Ezetimibe is a type of cholesterol-lowering medicine that is being investigated as a therapy for Alport syndrome. Scientists intend to assess the safety and efficacy of the compound in a mouse model before it can be considered for use in human clinical trials.
RG-012 is currently being investigated in a Phase 2 clinical trial. The treatment aims to inhibit the action of a small molecule called microRNA-21, which is believed to repress various protective processes in the kidneys.
Statins are a group of therapies that inhibit an enzyme called HMG-CoA reductase. This enzyme is involved in one of the key steps in synthesizing cholesterol in the body. By blocking this enzyme, cholesterol levels in the blood are reduced.
TX200 is an investigational therapy being developed to prevent an immune-mediated rejection of a kidney transplant. TX200 is a chimeric antigen receptor (CAR) T-cell therapy that uses a subset of the patient’s regulatory T-cells, which are part of the immune system.
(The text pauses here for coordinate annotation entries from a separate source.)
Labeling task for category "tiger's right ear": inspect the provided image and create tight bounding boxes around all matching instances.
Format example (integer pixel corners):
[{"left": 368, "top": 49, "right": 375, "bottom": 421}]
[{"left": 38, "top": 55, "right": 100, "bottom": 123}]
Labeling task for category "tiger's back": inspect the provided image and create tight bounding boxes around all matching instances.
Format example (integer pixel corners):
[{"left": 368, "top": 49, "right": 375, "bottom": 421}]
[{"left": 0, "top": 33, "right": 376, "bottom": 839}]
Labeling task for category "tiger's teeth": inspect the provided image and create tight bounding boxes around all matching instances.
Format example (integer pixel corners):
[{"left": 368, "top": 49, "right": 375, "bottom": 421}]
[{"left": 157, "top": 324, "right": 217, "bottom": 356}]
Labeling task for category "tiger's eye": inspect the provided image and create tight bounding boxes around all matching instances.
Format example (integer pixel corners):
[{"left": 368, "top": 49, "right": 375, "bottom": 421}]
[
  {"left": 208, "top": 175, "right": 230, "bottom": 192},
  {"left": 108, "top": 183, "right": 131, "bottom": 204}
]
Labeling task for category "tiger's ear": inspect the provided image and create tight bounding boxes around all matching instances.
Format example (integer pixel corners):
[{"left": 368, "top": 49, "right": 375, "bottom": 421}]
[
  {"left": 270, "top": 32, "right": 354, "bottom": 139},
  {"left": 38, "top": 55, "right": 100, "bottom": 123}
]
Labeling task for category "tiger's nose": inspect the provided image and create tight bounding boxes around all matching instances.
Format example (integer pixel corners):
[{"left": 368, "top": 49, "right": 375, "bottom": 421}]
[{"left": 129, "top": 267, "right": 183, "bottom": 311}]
Gene therapy may be a treatment option for Alport syndrome, as the disease is caused by a mutation in one of three genes: COL4A3, COL4A4, or COL4A5. Gene therapy could allow the body to produce the missing type 4 collagen protein, addressing symptoms that affect the kidneys, eyes, and ears.
Stem Cell Therapy
Stem cell therapy approaches for Alport syndrome are aimed at replacing specialized kidney cells called podocytes, which surround the capillary blood vessels in the kidneys and are an essential component of the kidney’s filtration system. It involves transplanting stem cells from a healthy donor, whose collagen-type 4-encoding genes are intact, into patients.